In a motion in which he calls the practice seriously harmful, Vision Vancouver Councillor Tim Stevenson has put forward a proposal to ban businesses in Vancouver that practice gay conversion therapy.

“The practice of ‘conversion therapy’ or ‘reparative therapy,’ pseudo-scientific
techniques that attempt to persuade persons to change their sexual orientation or
gender identity, is seriously harmful to persons and is opposed by the Canadian
Psychological Association, the World Health Organization, the American
Psychiatric Association, the American Medical Association and others,” the motion reads.

It adds that the City of Vancouver is strongly committed to supporting the
equality and human rights of the LGBTQ2+ community and all city residents.

The City’s LGBTQ commission also put forward a similar proposal late last year.

It also noted that sex, sexual orientation, and gender identity expression are prohibited grounds of discrimination, according to the BC Human Rights Code.

The motion also seeks to bring Vancouver in line with not just other cities, but other provinces in Canada that have banned conversion therapy practices, including Ontario and Manitoba.

His motion also notes that the City is authorized to prohibit businesses, with a unanimous vote of Council.
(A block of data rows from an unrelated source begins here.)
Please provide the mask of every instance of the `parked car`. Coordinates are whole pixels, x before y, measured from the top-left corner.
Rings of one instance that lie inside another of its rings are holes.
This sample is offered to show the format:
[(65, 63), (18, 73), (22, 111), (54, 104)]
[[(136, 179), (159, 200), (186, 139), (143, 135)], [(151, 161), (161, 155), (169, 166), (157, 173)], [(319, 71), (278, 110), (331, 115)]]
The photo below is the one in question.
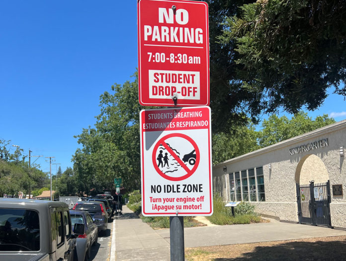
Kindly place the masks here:
[(76, 249), (78, 260), (88, 260), (91, 246), (97, 243), (97, 226), (89, 214), (82, 210), (70, 210), (73, 230), (77, 237)]
[(88, 201), (101, 201), (104, 203), (104, 205), (106, 206), (106, 211), (109, 216), (109, 219), (110, 219), (112, 216), (112, 213), (113, 212), (113, 203), (111, 205), (109, 204), (109, 202), (106, 198), (99, 198), (93, 197), (92, 198), (90, 198)]
[(107, 199), (107, 200), (108, 200), (108, 203), (109, 204), (109, 207), (111, 210), (110, 216), (113, 216), (113, 214), (114, 213), (114, 210), (115, 210), (115, 202), (114, 202), (114, 199), (113, 199), (113, 196), (112, 196), (111, 195), (108, 195), (106, 194), (98, 194), (96, 195), (95, 197), (94, 197), (93, 198), (101, 198), (103, 199)]
[(105, 211), (106, 206), (101, 201), (82, 201), (73, 207), (74, 210), (84, 210), (87, 212), (97, 226), (97, 231), (104, 234), (107, 230), (109, 216)]
[(75, 247), (66, 203), (0, 198), (0, 260), (72, 261)]

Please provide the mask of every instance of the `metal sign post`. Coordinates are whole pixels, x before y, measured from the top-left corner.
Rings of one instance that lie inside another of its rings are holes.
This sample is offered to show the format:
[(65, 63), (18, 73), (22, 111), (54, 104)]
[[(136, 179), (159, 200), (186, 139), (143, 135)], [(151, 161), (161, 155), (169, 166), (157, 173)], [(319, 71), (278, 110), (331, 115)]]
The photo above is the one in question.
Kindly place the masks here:
[[(138, 87), (144, 106), (210, 103), (205, 2), (138, 0)], [(142, 212), (170, 216), (171, 260), (183, 261), (183, 216), (212, 214), (209, 107), (141, 112)]]
[(170, 217), (171, 260), (184, 261), (184, 217)]
[(140, 0), (137, 11), (139, 103), (208, 105), (208, 4)]

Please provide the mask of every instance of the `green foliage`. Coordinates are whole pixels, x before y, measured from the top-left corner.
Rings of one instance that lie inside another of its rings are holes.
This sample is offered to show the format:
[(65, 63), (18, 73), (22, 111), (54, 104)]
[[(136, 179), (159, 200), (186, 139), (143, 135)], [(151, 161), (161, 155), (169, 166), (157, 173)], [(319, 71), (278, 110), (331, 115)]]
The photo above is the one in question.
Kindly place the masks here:
[(253, 125), (239, 127), (228, 133), (212, 135), (213, 164), (241, 156), (277, 142), (293, 138), (335, 122), (327, 114), (314, 120), (307, 113), (300, 111), (289, 119), (286, 116), (272, 114), (262, 122), (261, 128), (255, 130)]
[(260, 217), (254, 212), (255, 206), (249, 202), (242, 202), (235, 208), (235, 217), (232, 215), (232, 208), (225, 207), (220, 197), (214, 195), (213, 204), (214, 213), (207, 218), (216, 225), (250, 224), (260, 222), (261, 220)]
[(134, 190), (129, 194), (127, 207), (135, 213), (139, 214), (142, 211), (142, 195), (139, 190)]
[(285, 116), (278, 117), (272, 115), (263, 120), (262, 129), (258, 133), (259, 144), (261, 147), (266, 147), (335, 122), (333, 118), (326, 114), (313, 120), (302, 111), (295, 114), (290, 120)]
[(43, 186), (47, 180), (47, 174), (37, 165), (29, 167), (24, 161), (25, 157), (22, 157), (22, 149), (17, 148), (10, 154), (7, 148), (10, 143), (0, 140), (0, 196), (4, 194), (17, 195), (19, 191), (24, 195), (32, 194), (31, 190)]
[(73, 157), (80, 190), (94, 188), (101, 192), (122, 179), (128, 190), (140, 186), (139, 112), (138, 79), (112, 86), (111, 93), (100, 97), (100, 114), (95, 128), (84, 129), (76, 136), (82, 146)]
[(249, 100), (251, 115), (315, 109), (331, 86), (346, 95), (340, 85), (346, 77), (345, 1), (254, 2), (228, 15), (219, 37), (234, 54), (228, 64), (239, 66), (240, 88), (256, 93)]
[[(60, 172), (60, 174), (59, 174)], [(57, 191), (54, 193), (54, 197), (59, 196), (69, 196), (80, 194), (81, 196), (84, 194), (83, 192), (78, 190), (80, 180), (78, 180), (78, 176), (75, 175), (73, 170), (71, 168), (68, 168), (63, 173), (61, 174), (61, 170), (58, 172), (58, 182), (57, 183)], [(54, 186), (53, 186), (54, 187)]]
[(213, 164), (259, 149), (257, 136), (255, 127), (251, 123), (248, 126), (239, 127), (229, 133), (213, 133), (212, 136)]
[[(230, 208), (229, 207), (228, 208)], [(255, 206), (246, 201), (242, 201), (238, 204), (238, 205), (234, 208), (234, 212), (237, 215), (257, 215), (257, 214), (255, 212)]]
[(37, 188), (32, 190), (31, 193), (32, 195), (35, 197), (36, 196), (38, 196), (39, 195), (41, 195), (44, 191), (49, 190), (50, 189), (50, 188), (48, 187), (42, 187), (41, 188)]

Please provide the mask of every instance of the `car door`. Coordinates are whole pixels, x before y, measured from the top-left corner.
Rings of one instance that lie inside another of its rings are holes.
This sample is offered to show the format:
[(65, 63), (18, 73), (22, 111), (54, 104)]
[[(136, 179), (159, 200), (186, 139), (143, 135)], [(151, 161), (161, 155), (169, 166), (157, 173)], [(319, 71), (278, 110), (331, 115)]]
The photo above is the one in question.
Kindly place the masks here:
[(54, 208), (52, 212), (52, 239), (55, 249), (56, 260), (66, 260), (64, 216), (62, 208)]
[(72, 227), (69, 209), (64, 209), (64, 223), (66, 244), (65, 244), (65, 255), (68, 261), (73, 261), (74, 251), (76, 246), (76, 239), (72, 238)]
[(89, 233), (91, 234), (91, 242), (93, 243), (97, 236), (97, 226), (94, 223), (91, 216), (88, 214), (86, 214), (86, 223)]

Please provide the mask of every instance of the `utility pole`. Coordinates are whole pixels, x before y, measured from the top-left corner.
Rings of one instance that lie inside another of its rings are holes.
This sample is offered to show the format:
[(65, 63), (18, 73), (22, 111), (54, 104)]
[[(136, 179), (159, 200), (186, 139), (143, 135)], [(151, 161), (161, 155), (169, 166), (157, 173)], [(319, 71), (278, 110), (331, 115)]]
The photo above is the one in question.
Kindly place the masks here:
[(57, 184), (58, 184), (58, 175), (57, 174), (57, 173), (58, 172), (58, 171), (57, 171), (57, 167), (58, 167), (58, 165), (61, 165), (61, 163), (52, 163), (53, 165), (55, 165), (55, 191), (57, 190)]
[[(32, 152), (32, 151), (30, 151), (30, 149), (29, 149), (29, 177), (30, 177), (30, 178), (31, 177), (31, 157), (38, 157), (39, 158), (40, 157), (42, 157), (42, 155), (40, 155), (38, 156), (32, 156), (31, 154), (31, 152)], [(29, 198), (31, 198), (31, 182), (30, 183), (30, 185), (29, 186)]]
[(51, 196), (50, 200), (52, 200), (52, 158), (55, 158), (55, 157), (46, 157), (45, 158), (49, 158), (49, 174), (50, 175), (50, 180), (51, 180)]

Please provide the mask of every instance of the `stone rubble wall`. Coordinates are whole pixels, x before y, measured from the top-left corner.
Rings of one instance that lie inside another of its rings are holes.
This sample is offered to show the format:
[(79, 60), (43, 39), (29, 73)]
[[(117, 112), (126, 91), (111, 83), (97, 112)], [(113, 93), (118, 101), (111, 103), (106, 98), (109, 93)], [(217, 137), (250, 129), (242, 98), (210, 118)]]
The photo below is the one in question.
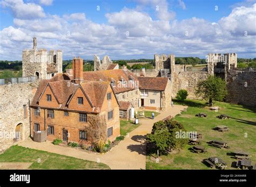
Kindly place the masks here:
[(256, 71), (231, 70), (227, 73), (227, 101), (256, 106)]
[[(0, 152), (14, 143), (15, 128), (22, 124), (21, 140), (29, 136), (29, 100), (38, 82), (0, 86)], [(24, 118), (25, 105), (26, 118)]]

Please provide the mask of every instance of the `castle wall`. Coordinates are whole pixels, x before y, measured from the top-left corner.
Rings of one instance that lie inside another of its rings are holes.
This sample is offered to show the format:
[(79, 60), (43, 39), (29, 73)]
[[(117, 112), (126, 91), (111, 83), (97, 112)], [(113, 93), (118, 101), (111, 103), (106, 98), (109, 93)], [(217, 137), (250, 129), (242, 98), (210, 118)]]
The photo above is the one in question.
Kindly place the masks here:
[(227, 102), (256, 106), (256, 71), (231, 70), (227, 73)]
[(36, 91), (38, 81), (0, 86), (0, 152), (13, 145), (15, 128), (22, 124), (21, 140), (29, 136), (29, 101)]

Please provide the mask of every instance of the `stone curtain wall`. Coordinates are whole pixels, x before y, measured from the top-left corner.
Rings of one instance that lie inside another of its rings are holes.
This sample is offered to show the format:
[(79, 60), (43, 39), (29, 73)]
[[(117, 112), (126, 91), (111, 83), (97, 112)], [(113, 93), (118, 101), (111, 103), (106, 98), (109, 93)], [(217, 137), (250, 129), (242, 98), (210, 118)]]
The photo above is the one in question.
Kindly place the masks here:
[[(32, 99), (37, 85), (37, 81), (0, 86), (0, 152), (13, 145), (17, 125), (22, 124), (21, 140), (29, 138), (29, 100)], [(26, 118), (24, 118), (24, 108), (26, 108)]]
[(230, 70), (227, 83), (227, 102), (256, 106), (256, 71)]
[(181, 71), (175, 72), (172, 76), (172, 97), (176, 96), (178, 91), (180, 89), (187, 90), (188, 98), (196, 98), (196, 89), (199, 81), (207, 78), (207, 72)]

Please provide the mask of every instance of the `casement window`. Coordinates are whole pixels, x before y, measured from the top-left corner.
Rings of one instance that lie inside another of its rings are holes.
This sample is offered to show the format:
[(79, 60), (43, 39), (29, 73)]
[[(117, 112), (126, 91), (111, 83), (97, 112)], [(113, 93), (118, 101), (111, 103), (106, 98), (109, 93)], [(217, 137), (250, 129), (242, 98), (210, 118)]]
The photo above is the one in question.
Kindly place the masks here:
[(79, 105), (82, 105), (84, 104), (84, 98), (83, 97), (78, 97), (77, 100)]
[(140, 96), (147, 96), (149, 95), (149, 90), (142, 89), (140, 90)]
[(47, 98), (47, 101), (48, 102), (51, 102), (51, 95), (46, 95), (46, 98)]
[(119, 111), (119, 116), (123, 117), (124, 116), (124, 112), (122, 111)]
[(54, 127), (53, 126), (48, 126), (47, 134), (54, 134)]
[(113, 135), (113, 127), (107, 128), (107, 137), (111, 136)]
[(107, 99), (110, 100), (111, 99), (111, 93), (107, 93)]
[(80, 122), (87, 122), (87, 114), (86, 113), (79, 113), (79, 121)]
[(40, 109), (34, 109), (34, 116), (40, 116)]
[(112, 110), (107, 112), (107, 119), (110, 120), (110, 119), (111, 119), (112, 118), (113, 118), (113, 111)]
[(34, 124), (34, 131), (37, 132), (40, 131), (40, 125), (38, 123)]
[(47, 117), (54, 118), (54, 111), (53, 110), (47, 110)]
[(79, 131), (79, 137), (80, 140), (87, 140), (87, 133), (85, 131)]

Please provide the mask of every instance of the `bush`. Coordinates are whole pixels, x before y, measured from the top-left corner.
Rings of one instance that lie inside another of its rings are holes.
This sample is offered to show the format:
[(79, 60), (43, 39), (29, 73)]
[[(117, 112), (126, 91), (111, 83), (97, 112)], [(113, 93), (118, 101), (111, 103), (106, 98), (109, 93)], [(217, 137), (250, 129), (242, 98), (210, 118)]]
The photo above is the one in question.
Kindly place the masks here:
[(70, 141), (68, 143), (68, 146), (76, 147), (78, 146), (78, 144), (76, 142), (71, 142)]
[(179, 90), (178, 91), (176, 99), (179, 101), (184, 101), (187, 98), (188, 95), (187, 90), (184, 89)]
[(54, 145), (59, 145), (60, 143), (62, 143), (62, 140), (58, 139), (55, 139), (52, 142), (52, 143), (53, 143)]
[(116, 141), (121, 141), (121, 140), (123, 140), (124, 139), (124, 136), (120, 135), (116, 138)]

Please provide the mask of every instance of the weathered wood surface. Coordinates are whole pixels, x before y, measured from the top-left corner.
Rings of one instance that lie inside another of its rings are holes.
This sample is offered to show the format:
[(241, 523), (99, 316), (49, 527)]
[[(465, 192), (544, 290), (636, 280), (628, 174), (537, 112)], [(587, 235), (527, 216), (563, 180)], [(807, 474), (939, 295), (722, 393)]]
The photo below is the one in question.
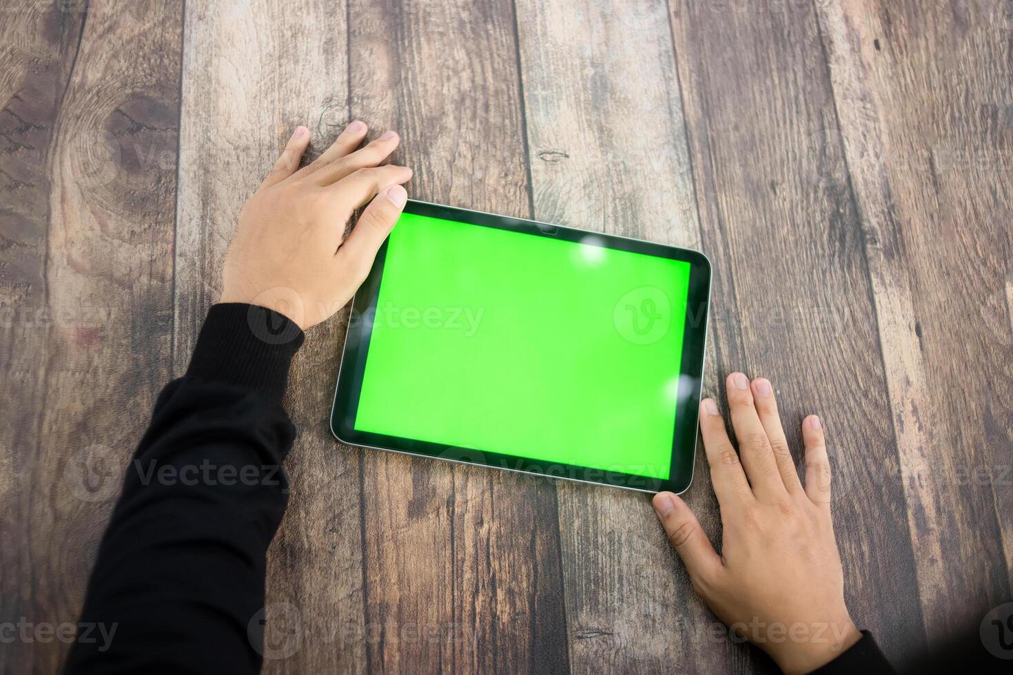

“Therefore, be it resolved that Council support, in principle, amending the Business Prohibition By-law to prohibit the business of providing conversion therapy to minors,” it concludes.

Cities with rainbow crosswalks

In a separate motion, Stevenson also proposes that the City take a leadership role in encouraging other municipalities to install rainbow crosswalks, as a way to increase the visual representation of the LGBTQ2S+ community.

“A number of local governments… would benefit from standardized guidelines on how to implement such projects,” the motion reads. “Therefore, be it resolved the Government of British Columbia be requested to inform and advise local governments on best practices to handle such requests, and to provide financial and technical support to local governments regarding visual representations of the LGBTQ2S+ community, such as rainbow crosswalks.”